Tenho lido e ouvido as mais variadas coisas sobre a suposta guerra de gerações que circula por ai, nas redes sociais, nos jornais e nas mesas de café.
Tenho engolido em seco algumas afirmações da velha guarda, mas também me tenho envergonhado com algumas posições da “geração à Rasca”. Parece-me que o desespero tolda o bom senso e de ambas as partes têm surgido excessos.
Posso até perceber a revolta perante palavras como as que surgiram no Destak, mas também respeito, e muito, a liberdade de expressão porque os nossos pais lutaram há três décadas atrás.
Aceito que há quem não viva no mundo real e por isso faça leituras desfasadas daquilo que se passa bem debaixo do seu nariz.
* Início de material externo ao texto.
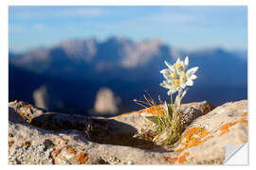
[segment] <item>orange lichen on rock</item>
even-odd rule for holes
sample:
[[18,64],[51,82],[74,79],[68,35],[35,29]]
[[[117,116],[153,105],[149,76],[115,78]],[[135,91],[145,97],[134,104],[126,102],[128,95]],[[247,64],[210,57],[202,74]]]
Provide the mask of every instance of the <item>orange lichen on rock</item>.
[[81,152],[81,153],[78,153],[77,160],[81,164],[83,164],[88,160],[88,156],[87,154]]
[[122,117],[122,116],[125,116],[125,115],[129,115],[129,114],[131,114],[131,113],[132,113],[132,112],[122,113],[122,114],[118,115],[117,117]]
[[229,123],[227,123],[227,124],[225,124],[225,125],[223,125],[223,126],[221,127],[221,128],[220,128],[220,129],[221,129],[221,134],[220,134],[220,136],[221,136],[221,135],[224,135],[224,134],[226,134],[226,133],[228,133],[229,128],[230,127],[232,127],[232,126],[234,126],[234,125],[236,125],[236,124],[239,124],[239,123],[244,123],[244,124],[247,125],[247,121],[245,120],[245,119],[243,119],[243,118],[241,118],[241,119],[238,120],[238,121],[229,122]]
[[14,141],[9,141],[9,142],[8,143],[8,145],[10,147],[13,144],[14,144]]
[[24,109],[25,109],[25,110],[29,110],[30,108],[29,108],[29,106],[25,105],[25,106],[24,106]]
[[180,156],[177,159],[177,162],[178,163],[183,163],[186,161],[186,158],[187,158],[188,155],[190,155],[190,153],[189,152],[186,152],[184,155]]
[[184,155],[181,155],[180,157],[163,157],[161,160],[163,162],[169,161],[170,163],[174,164],[174,163],[183,163],[186,161],[187,156],[189,155],[189,152],[186,152]]
[[152,106],[150,108],[140,110],[138,111],[138,113],[146,112],[146,113],[151,113],[151,114],[155,115],[155,116],[163,116],[165,114],[166,110],[161,106],[162,105]]
[[24,113],[24,112],[20,112],[20,115],[22,116],[22,118],[23,118],[24,120],[26,120],[26,116],[25,116],[25,113]]
[[54,151],[52,152],[51,156],[52,156],[53,158],[56,157],[56,156],[62,151],[62,149],[63,149],[63,147],[60,147],[60,148],[54,150]]
[[211,111],[212,110],[214,110],[215,107],[210,105],[210,104],[207,104],[203,107],[203,109],[201,110],[201,113],[202,114],[207,114],[208,112]]
[[69,153],[70,155],[75,155],[75,154],[76,154],[75,149],[74,149],[73,147],[71,147],[71,146],[69,146],[67,150],[68,150],[68,153]]
[[175,152],[182,152],[183,150],[199,145],[213,136],[208,136],[209,131],[204,128],[194,127],[189,128],[181,137],[179,144],[182,144],[182,142],[185,140],[184,146],[182,148],[176,149]]
[[29,146],[29,145],[31,145],[31,142],[29,142],[29,141],[25,141],[25,142],[23,142],[22,143],[22,146]]
[[11,138],[11,137],[13,137],[13,135],[11,133],[9,133],[8,137]]

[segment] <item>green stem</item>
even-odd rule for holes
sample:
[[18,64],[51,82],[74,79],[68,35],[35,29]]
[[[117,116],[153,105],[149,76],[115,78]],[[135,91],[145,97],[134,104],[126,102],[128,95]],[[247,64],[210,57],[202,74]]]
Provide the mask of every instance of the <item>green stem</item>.
[[171,109],[172,112],[174,112],[174,101],[173,101],[173,94],[171,94]]

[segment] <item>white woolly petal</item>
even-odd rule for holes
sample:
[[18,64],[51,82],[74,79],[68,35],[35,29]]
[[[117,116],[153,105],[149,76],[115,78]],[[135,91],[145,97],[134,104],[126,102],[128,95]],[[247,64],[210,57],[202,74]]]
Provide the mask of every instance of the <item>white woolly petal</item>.
[[165,75],[170,75],[171,74],[170,72],[171,71],[169,69],[163,69],[160,71],[161,74],[165,74]]
[[169,62],[167,62],[166,60],[164,61],[164,63],[165,63],[165,65],[166,65],[169,69],[171,69],[171,70],[174,69],[174,68],[173,68],[173,65],[170,64]]
[[172,94],[172,91],[171,91],[171,90],[168,91],[167,94],[168,94],[168,95],[171,95],[171,94]]
[[188,70],[187,74],[188,75],[193,75],[198,70],[198,68],[199,67],[192,67],[190,70]]
[[187,81],[187,86],[192,86],[193,85],[193,82],[192,82],[192,79],[188,79],[188,81]]
[[182,89],[185,89],[186,84],[180,84],[180,87],[182,87]]
[[160,83],[160,86],[162,86],[163,88],[166,88],[166,89],[172,89],[172,86],[170,84],[168,84],[166,81]]
[[188,67],[189,65],[189,57],[187,56],[186,59],[185,59],[185,66],[186,68]]
[[196,76],[195,75],[192,75],[190,78],[191,78],[191,79],[196,79],[197,76]]
[[185,64],[184,64],[184,61],[183,61],[183,60],[181,60],[181,61],[180,61],[180,65],[181,65],[182,67],[184,67],[184,66],[185,66]]
[[171,89],[170,91],[168,91],[167,94],[171,95],[173,94],[174,94],[176,92],[176,90]]

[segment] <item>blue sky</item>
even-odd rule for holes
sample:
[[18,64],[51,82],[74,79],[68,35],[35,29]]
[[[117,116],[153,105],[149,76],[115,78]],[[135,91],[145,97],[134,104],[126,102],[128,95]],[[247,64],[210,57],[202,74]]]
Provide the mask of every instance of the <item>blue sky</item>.
[[9,49],[66,39],[160,39],[174,48],[247,48],[247,8],[182,7],[9,7]]

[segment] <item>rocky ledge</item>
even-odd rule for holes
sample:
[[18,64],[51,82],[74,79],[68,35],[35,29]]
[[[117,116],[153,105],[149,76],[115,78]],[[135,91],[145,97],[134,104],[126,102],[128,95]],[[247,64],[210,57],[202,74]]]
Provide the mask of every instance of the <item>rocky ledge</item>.
[[[161,106],[159,106],[161,108]],[[247,141],[247,101],[182,105],[186,129],[170,146],[152,142],[154,108],[111,118],[9,103],[9,164],[221,164],[227,144]]]

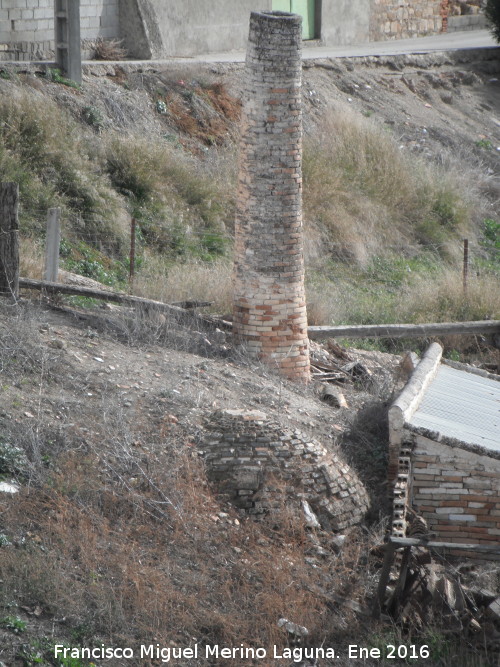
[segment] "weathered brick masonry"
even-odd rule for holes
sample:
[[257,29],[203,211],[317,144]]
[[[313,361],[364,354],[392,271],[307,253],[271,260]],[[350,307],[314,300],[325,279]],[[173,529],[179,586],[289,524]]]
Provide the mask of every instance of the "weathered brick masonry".
[[262,412],[213,413],[200,444],[209,478],[249,514],[303,499],[324,528],[343,530],[359,523],[368,508],[362,483],[339,454]]
[[448,0],[372,0],[370,41],[405,39],[446,30]]
[[441,364],[441,352],[431,345],[389,410],[392,533],[405,536],[412,507],[438,541],[496,544],[500,383],[484,371]]
[[301,18],[253,12],[241,125],[233,330],[309,378],[302,241]]
[[497,456],[414,435],[411,498],[439,537],[478,544],[500,539]]

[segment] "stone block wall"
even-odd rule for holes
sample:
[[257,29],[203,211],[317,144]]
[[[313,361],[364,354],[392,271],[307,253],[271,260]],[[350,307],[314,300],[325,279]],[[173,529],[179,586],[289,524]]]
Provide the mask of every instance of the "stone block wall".
[[[119,36],[119,0],[80,0],[80,17],[83,40]],[[0,60],[53,58],[54,46],[54,0],[0,0]]]
[[412,469],[412,503],[439,538],[498,542],[500,458],[416,435]]
[[446,29],[447,16],[447,0],[372,0],[370,41],[439,33]]
[[209,478],[249,514],[303,499],[325,529],[343,530],[368,509],[363,484],[338,454],[262,412],[213,413],[200,446]]
[[466,16],[449,16],[447,32],[462,30],[487,30],[490,27],[484,14],[467,14]]
[[235,341],[309,378],[302,240],[301,18],[252,12],[235,225]]

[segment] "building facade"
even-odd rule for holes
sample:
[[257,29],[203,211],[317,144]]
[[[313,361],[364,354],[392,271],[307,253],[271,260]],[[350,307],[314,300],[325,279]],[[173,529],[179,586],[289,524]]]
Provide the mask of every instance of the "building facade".
[[[67,0],[69,1],[69,0]],[[81,37],[120,39],[132,58],[242,50],[254,10],[298,13],[302,37],[325,46],[434,34],[449,0],[80,0]],[[0,0],[0,58],[51,58],[54,0]]]

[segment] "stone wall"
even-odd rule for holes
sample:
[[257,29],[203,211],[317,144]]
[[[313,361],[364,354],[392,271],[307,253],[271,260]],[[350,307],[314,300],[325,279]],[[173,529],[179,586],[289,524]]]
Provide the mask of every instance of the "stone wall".
[[[118,37],[119,0],[80,0],[80,33]],[[53,58],[54,46],[54,0],[0,0],[0,60]]]
[[343,530],[368,509],[362,483],[340,455],[262,412],[215,412],[203,437],[209,479],[249,514],[303,499],[325,529]]
[[309,378],[302,248],[301,19],[252,12],[235,225],[235,341]]
[[447,0],[372,0],[370,41],[439,33],[447,15]]

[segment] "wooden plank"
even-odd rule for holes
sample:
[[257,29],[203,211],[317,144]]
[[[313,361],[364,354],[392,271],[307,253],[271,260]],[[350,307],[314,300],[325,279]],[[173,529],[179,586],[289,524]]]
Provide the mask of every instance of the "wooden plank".
[[389,543],[396,547],[426,547],[427,549],[459,549],[476,553],[497,554],[500,556],[499,544],[464,544],[462,542],[435,542],[416,537],[389,537]]
[[[31,278],[19,278],[19,286],[24,289],[41,290],[47,294],[70,294],[72,296],[85,296],[91,299],[100,299],[101,301],[112,301],[114,303],[123,303],[132,306],[143,306],[150,310],[166,311],[177,316],[186,316],[187,311],[179,306],[172,306],[162,301],[145,299],[140,296],[131,296],[121,292],[108,292],[107,290],[94,289],[92,287],[80,287],[79,285],[66,285],[62,283],[52,283],[47,280],[32,280]],[[190,314],[190,318],[196,318],[196,315]],[[202,318],[199,318],[200,321]]]
[[430,338],[448,334],[494,334],[500,320],[439,322],[437,324],[361,324],[355,326],[308,327],[309,338]]

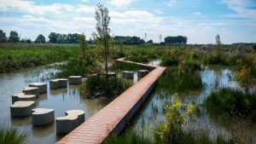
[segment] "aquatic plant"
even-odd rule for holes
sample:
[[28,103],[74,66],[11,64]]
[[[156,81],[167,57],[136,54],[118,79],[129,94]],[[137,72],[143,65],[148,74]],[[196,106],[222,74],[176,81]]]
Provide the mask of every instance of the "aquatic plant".
[[0,143],[1,144],[25,144],[27,134],[22,132],[15,127],[0,127]]
[[224,88],[212,93],[206,101],[212,114],[250,118],[256,121],[256,94],[244,94],[241,90]]
[[85,84],[81,86],[82,95],[89,98],[97,98],[101,96],[116,96],[123,93],[131,87],[131,83],[126,79],[109,76],[109,91],[106,93],[106,78],[103,75],[89,76]]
Acredito até, que no fundo, esse é o problema mais profundo da nossa sociedade. Sempre fomos geridos e guiados por pessoas que cresceram, estudaram e que continuam a viver num outro Portugal. Num Portugal ainda feito de feudos, de nomes de família, de motorista para os ir buscar à escola e de uma total ignorância perante o que se passa para além dos bairros cosmopolitas e tão primeiro mundo de Lisboa. Temos elites pobres de espírito, iletrados sobre o mundo que os rodeia.
Temos elites que não conhecem Portugal.
Que não sabem como se vive no interior ou nos bairros periféricos de Lisboa. Que não conhecem um Portugal de terras produtivas mas abandonadas ou das cidades pequenas e acolhedoras sem moradores. Que não sabem o que é morrer numa ambulância porque fecharam o hospital…
E conhecem menos ainda um Portugal com jovens que querem trabalhar, mas que o querem fazer fora dos grandes centros urbanos. E que nem estão à espera que alguém lhes dê emprego, criam coisas. Mas que se vêem a braços com uma carga fiscal impossível de aguentar, que têm de pagar IVA de facturas não recebidas e que imploram ao telefone para que as entidades lhes paguem serviços realizados há meses…no ano passado.
Compreendo as controvérsias dos recibos-verdes, do trabalho precário e da ilusão a que muitos de nós fomos induzidos ao terminar o ensino superior, ilusão que nos foi incutida pelos nossos pais, pelas escolas e pela sociedade em geral. E sei que não basta uma licenciatura para se saber fazer ou para merecer um lugar ao sol.
Mas não me venham falar de empreendedorismo, esse novo conceito que inventaram para culpabilizar todos aqueles que não encontraram uma saída no mercado de trabalho. Temos de ser empreendedores. Temos de ser pró-activos. Temos de procurar, oferecer, trabalhar por menos, quem sabe - e muitos de nós estamos nessa situação - pagar para trabalhar.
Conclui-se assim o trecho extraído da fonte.